Last week the Howard Jarvis Taxpayers Association sent the AB 32 Economic and Allocation Advisory Committee (EAAC) a letter spelling out the reasons why we believe that the state has no legal authority to impose a new AB 32 auction tax on California companies and consumers. The California Air Resources Board (CARB) and the Governor have asked the EAAC to provide advice to CARB on how to spend up to $143 billion in new government revenue. We thought it would be wise for the EAAC to consider whether CARB actually has the authority to raise this revenue in the first place.

The idea of an auction tax has long been promoted by environmental organizations and is being considered by CARB as a way to impose a California-only cap-and trade system that would ration conventional energy use as a way to reduce greenhouse gas emissions under AB 32, our state’s Global Warming Solutions Act.

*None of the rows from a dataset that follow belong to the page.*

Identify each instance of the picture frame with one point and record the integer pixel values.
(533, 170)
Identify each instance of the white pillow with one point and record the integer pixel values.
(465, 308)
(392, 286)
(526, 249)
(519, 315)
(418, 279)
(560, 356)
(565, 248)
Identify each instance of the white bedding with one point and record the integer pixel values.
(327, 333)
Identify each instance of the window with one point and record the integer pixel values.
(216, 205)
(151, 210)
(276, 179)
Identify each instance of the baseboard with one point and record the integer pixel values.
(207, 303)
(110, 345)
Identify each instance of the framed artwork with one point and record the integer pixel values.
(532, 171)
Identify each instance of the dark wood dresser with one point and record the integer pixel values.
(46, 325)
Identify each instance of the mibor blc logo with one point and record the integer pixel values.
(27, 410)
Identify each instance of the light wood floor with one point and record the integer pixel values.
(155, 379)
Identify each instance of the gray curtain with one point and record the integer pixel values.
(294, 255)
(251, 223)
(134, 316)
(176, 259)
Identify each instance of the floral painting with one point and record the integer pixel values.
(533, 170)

Beyond the fact that imposing a new $143 billion or more tax on California’s already struggling companies would destroy thousands of jobs and force more employers to leave the state, CARB has no legal authority to initiate a cap and trade auction, as the Legislature did not grant any such authority under AB 32. Should lawmakers attempt to bestow this taxing power on CARB retroactively, it will require a two-thirds vote of both houses because imposing government costs through a cap and trade auction is clearly a tax.

While actual costs are unknown at this point, a draft report by CARB’s Economic Advisory Committee has developed some estimates that indicate auctioning 100% of the allocations in a cap and trade program could cost up to $143 billion between 2012 and 2020. These costs would be imposed directly on the several hundred manufacturing companies that process food, materials and energy in California but, of course, would ultimately be borne by consumers.

How these tens of billions in new taxes would be spent has not yet been decided, but it would clearly be a $143 billion windfall to the same politicians who have made such a mess of the budget and the state’s economy.

And it doesn’t stop there. This $143 billion AB 32 auction tax is over and above the billions in additional costs from other AB 32 measures. For example, public utilities estimate that electric bills would go up 30% per month. Other studies show gasoline and diesel costs would increase $3.7 billion a year and new homes would cost $50,000 more.

And what would we get for all this money? A very expensive message to other states and nations not nearly as anxious to sacrifice their economies on the altar of environmental correctness. According to the Governor’s own special assistant, AB 32 and California alone will have at best symbolic benefits but no measurable impact on global warming.

CARB’s auction tax is simply one more attempt at separating taxpayers from their money without the legally-required voter approvals. CARB should run, not walk, away from this one.